On Tue, 2013-04-30 at 17:20 -0700, Jim Michaels wrote:
> I wasn't digressing.  I was explaining the point.  the concept I am
> trying to present as a solution to the problem of making parallel
> stdin for --jobs in gnu make (which currenty doesn't work and is I
> guess single-threaded) is to make a separate terminal or command shell
> for each job, such as via a generated batch file or shell script.
> 
> this is as simple as I can make it.

You need to give a concrete example of the problem you're trying to
solve.  When the manual discusses stdin it means that only one job at a
time can read from the make program's stdin.

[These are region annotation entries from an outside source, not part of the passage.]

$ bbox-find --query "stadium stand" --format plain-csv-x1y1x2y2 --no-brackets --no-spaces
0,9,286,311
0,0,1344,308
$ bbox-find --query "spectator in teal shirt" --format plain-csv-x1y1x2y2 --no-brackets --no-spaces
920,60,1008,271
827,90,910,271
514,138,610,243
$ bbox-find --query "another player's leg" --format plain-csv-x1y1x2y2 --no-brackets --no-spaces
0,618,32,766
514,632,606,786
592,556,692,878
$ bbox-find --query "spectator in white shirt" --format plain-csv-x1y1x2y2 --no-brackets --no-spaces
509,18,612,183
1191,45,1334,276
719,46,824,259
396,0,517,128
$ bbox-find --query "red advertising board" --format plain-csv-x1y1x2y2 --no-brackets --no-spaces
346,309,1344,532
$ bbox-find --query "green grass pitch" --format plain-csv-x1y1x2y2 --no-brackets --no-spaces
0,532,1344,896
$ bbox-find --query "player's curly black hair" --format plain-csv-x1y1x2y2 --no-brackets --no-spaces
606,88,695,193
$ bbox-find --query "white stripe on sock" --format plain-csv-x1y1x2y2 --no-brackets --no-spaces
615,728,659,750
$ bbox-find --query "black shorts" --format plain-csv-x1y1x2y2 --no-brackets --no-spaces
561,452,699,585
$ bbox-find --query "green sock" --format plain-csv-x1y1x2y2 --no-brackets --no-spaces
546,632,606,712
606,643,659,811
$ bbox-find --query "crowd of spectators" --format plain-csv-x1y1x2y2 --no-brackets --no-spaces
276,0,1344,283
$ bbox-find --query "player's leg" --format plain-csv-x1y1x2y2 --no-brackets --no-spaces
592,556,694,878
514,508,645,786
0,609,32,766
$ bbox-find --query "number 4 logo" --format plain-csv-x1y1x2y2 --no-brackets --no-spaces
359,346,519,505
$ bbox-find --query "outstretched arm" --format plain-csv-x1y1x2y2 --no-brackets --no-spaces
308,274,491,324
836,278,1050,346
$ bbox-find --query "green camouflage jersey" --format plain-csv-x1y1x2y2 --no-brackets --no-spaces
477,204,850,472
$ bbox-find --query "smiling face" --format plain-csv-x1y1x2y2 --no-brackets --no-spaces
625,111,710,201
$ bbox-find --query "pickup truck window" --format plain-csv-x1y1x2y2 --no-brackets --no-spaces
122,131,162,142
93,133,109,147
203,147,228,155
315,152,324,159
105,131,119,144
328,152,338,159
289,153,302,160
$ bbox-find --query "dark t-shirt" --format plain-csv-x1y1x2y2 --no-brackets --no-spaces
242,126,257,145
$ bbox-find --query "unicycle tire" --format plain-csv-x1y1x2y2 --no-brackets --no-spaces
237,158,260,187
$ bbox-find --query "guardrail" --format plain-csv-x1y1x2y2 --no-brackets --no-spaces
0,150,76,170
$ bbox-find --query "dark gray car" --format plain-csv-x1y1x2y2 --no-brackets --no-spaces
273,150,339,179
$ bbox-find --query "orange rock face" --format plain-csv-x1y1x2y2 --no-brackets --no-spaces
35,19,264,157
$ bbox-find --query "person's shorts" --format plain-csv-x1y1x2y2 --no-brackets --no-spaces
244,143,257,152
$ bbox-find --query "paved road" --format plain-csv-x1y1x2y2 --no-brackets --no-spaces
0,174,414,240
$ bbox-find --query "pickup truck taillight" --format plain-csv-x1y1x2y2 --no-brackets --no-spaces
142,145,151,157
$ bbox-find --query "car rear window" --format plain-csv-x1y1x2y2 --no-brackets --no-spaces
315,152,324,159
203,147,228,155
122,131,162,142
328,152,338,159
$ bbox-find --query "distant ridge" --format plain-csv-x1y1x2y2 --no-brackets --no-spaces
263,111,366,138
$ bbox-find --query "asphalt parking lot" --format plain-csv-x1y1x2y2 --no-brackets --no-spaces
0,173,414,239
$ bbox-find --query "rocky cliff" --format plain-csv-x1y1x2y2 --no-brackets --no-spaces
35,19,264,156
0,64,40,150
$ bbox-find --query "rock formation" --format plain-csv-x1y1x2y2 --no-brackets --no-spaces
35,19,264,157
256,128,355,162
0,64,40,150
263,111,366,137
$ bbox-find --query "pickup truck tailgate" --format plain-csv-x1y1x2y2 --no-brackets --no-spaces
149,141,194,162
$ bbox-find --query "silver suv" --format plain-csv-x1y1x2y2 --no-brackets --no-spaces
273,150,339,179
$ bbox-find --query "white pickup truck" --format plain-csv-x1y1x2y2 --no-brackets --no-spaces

Multithreading won't help because there is only one input to read from,
regardless of how many threads do the reading.

What this limitation is discussing is if there were a makefile like
this:

    read: read1 read2
    read1 read2: ; @echo $@: enter a word: ; read word ; echo $@: $$word

Both of these two targets read from stdin.  If you run them serially, it
works:

    $ make
   read1: enter a word:
   fooblatz
   read1: fooblatz
   read2: enter a word:
   barflatz
   read2: barflatz

If you run in parallel then both the read1 and read2 targets run at the
same time and both want input from stdin, at the same time.  There's no
way this can work: when you typed a word how could you know or specify
which read operation got it?  So make arbitrarily chooses one of the
jobs to get the input and the others have their stdin closed.

But if course, this doesn't impact in any way rules like this:

    read: read1 read2

    read1 read2: ; @word=`cat address@hidden; echo $@: $$word

Now if you have files like read1-input and read2-input, those will be
read inside these rules and behave properly.

> I have learned that on a machine with 12 threads and 64GB of memory,
> you can have 50+ jobs running.

This depends very much on what those jobs are doing.  Obviously you CAN
run as many jobs as you want.  However I've never heard of being able to
get more than #CPUs plus a few jobs running at the same time without
making the build _slower_.  At some point the kernel will simply thrash
trying to keep all those jobs running at the same time, if they
seriously outnumber the cores available to run them on.